La force des œuvres de Michal Rovner est qu’elles sont en même temps directes et allusives, évocatrices et intimidantes, légères comme une image projetée contemporaine et pesantes comme des pierres archéologiques. Elles flottent entre l’antique et le présent ; nous ne pouvons y échapper.

Photos de l’auteur. Michal Rovner étant représentée par l’ADAGP, les photos de ses œuvres seront retirées du blog à la fin de l’exposition.

Que dire sur Desgrandchamps ?

Bon, Marc Desgrandchamps, ce n’est pas exactement ma tasse de thé. Mais cette exposition rétrospective au Musée d’Art Moderne de la Ville de Paris (jusqu’au 4 septembre) mérite une visite, ne serait-ce que pour mieux voir, tenter de mieux saisir, tenter de s’émouvoir. C’est un travail sur la nature même de la peinture, ça coule parce que la peinture coule, qui s’appuie sur des images de composition, chevaux, baigneuses, qu’on retrouve d’un tableau à l’autre. C’est un travail sur la mise à distance du réel que la peinture peut opérer, sur le voile et sur la transparence. C’est un travail sur la mollesse et la dureté, sur la structuration et sur l’indétermination, sur la rémanence et le délitement. C’est un travail de masse (un tableau par jour), qui s’impose.

Ça me laisse froid (à la différence d’un Jérémy Liron ou d’une Farah Atassi, pour rester dans des registres proches), j’ai du mal à adhérer au discours sur le témoignage de l’acte de peindre et, sans doute à tort aux yeux de ses thuriféraires (c’est un des peintres français les plus collectionnés), je suis davantage intéressé par ce qui est autour du tableau, par le fait que cette toile de ces débuts fit scandale en 1987 (trop pesante, trop beckmanienne; en haut), que telle autre toile fut inspirée par Sa Majesté des Mouches et par la guerre en Yougoslavie, que c’est la Gradiva de Jensen qui se retrouve dans cette baigneuse à la sandale légère, ou que cette femme flottante (ci-dessus) lui vint à l’esprit après un spectacle de Trisha Brown.

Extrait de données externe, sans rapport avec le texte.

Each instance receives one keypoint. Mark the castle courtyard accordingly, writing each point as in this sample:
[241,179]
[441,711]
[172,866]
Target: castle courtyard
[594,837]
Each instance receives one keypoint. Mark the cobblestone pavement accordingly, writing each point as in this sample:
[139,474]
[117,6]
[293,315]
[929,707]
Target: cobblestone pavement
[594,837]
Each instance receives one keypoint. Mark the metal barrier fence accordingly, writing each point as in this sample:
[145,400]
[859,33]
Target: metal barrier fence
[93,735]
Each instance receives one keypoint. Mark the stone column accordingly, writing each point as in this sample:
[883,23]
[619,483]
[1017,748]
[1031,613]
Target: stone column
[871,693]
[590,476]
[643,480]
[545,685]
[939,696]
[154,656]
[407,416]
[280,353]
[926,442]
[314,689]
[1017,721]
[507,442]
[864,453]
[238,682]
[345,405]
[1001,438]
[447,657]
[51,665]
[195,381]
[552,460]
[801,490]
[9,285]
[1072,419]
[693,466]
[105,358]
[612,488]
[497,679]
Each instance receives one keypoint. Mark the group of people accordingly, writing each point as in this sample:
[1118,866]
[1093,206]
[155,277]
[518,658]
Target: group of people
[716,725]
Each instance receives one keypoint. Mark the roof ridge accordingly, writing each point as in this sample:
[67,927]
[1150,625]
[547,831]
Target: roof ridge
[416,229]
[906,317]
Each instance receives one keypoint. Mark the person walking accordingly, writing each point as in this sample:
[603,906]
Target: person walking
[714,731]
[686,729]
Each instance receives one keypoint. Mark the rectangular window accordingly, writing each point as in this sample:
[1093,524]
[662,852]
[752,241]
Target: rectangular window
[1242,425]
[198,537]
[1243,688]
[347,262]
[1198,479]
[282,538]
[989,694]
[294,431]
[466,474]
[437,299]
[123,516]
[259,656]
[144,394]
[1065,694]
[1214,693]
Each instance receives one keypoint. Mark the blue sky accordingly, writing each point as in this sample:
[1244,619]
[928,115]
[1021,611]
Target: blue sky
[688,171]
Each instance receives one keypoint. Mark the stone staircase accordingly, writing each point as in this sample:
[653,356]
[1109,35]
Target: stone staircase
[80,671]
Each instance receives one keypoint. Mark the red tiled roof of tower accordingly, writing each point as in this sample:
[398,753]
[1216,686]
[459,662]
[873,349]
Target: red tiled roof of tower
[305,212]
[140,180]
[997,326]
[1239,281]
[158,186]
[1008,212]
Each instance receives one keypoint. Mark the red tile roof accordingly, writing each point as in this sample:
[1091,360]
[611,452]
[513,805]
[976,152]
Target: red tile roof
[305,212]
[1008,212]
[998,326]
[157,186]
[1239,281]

Les détails aussi, parfois séduisent ; ainsi dans ce grand triptyque récent, inspiré par Ampurias (endroit qui m’est cher), on distingue au fond un petit photographe (il faut le savoir, on ne sait trop ce qu’il fait, ce qu’il tient), témoin du réel au milieu de cette fiction, fournisseur de ‘documents pour artistes’.

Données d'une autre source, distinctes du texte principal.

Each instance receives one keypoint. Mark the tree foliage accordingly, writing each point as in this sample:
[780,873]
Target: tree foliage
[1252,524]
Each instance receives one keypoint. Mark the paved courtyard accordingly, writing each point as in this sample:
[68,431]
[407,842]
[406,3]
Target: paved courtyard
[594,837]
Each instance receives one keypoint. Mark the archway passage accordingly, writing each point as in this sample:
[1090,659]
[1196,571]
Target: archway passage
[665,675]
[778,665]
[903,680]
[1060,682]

Mais vous pourrez lire ailleurs des critiques bien plus positives : ici et , par exemple. Et, comme auparavant, impuissant, je vous invite à écrire sur lui ici.

Ballade d’amour et de mort

L’exposition sur les préraphaélites au Musée d’Orsay (jusqu’au 29 mai) mêle peinture et photographie : même si, en entrant, on voit d’abord cet ‘Enfant photographie apportant au peintre un pinceau supplémentaire’, allégorie de Oscar Gustav Rejlander bien dans l’esprit du temps (1856) , le regard actuel fait que ce sont bien plus les photographies que l’on regarde aujourd’hui avec intérêt et que les tableaux (tous curieusement présentés ici de manière plus noble, sur des panneaux rehaussés) ne subsistent pour la plupart dans l’esprit du visiteur que comme des illustrations, des contrepoints. Il en est ainsi des portraits de la beauté étrange de Jane Morris, fille de palefrenier dont Rossetti était épris, dit-on. Il commanda à John Robert Parsons des photos d’elle, dont 15 sont exposés ici, montrant éloquemment son charme déroutant, son mystère inquiétant ; à côté, le beau portrait en robe de soie bleue que Dante Gabriel Rossetti peint semble moins évocateur, moins mystérieux, plus fade,en fait.

Un peu d’amour, dans cette exposition, les histoires en filigrane du chaste Ruskin que sa femme quitta pour Millais, mais, de Lewis Carroll, rien de très sulfureux, des enfants bien sages ; le seul nu, une Ariadne de Rejlander est montré de dos, fort pudique.

La maîtresse incontestée ici est Julia Margaret Cameron dont de nombreux portraits éthérés sont montrés dans l’exposition. Voici Iago (Angelo Colarossi), beau ténébreux qu’elle photographie en gros plan, sur un fond neutre, les yeux baissés. Le portrait du même par George Frederic Watts, en couleur (bien sûr) sur un fond nuageux, en plan large est loin d’avoir l’impact méphistophélique de ce Iago.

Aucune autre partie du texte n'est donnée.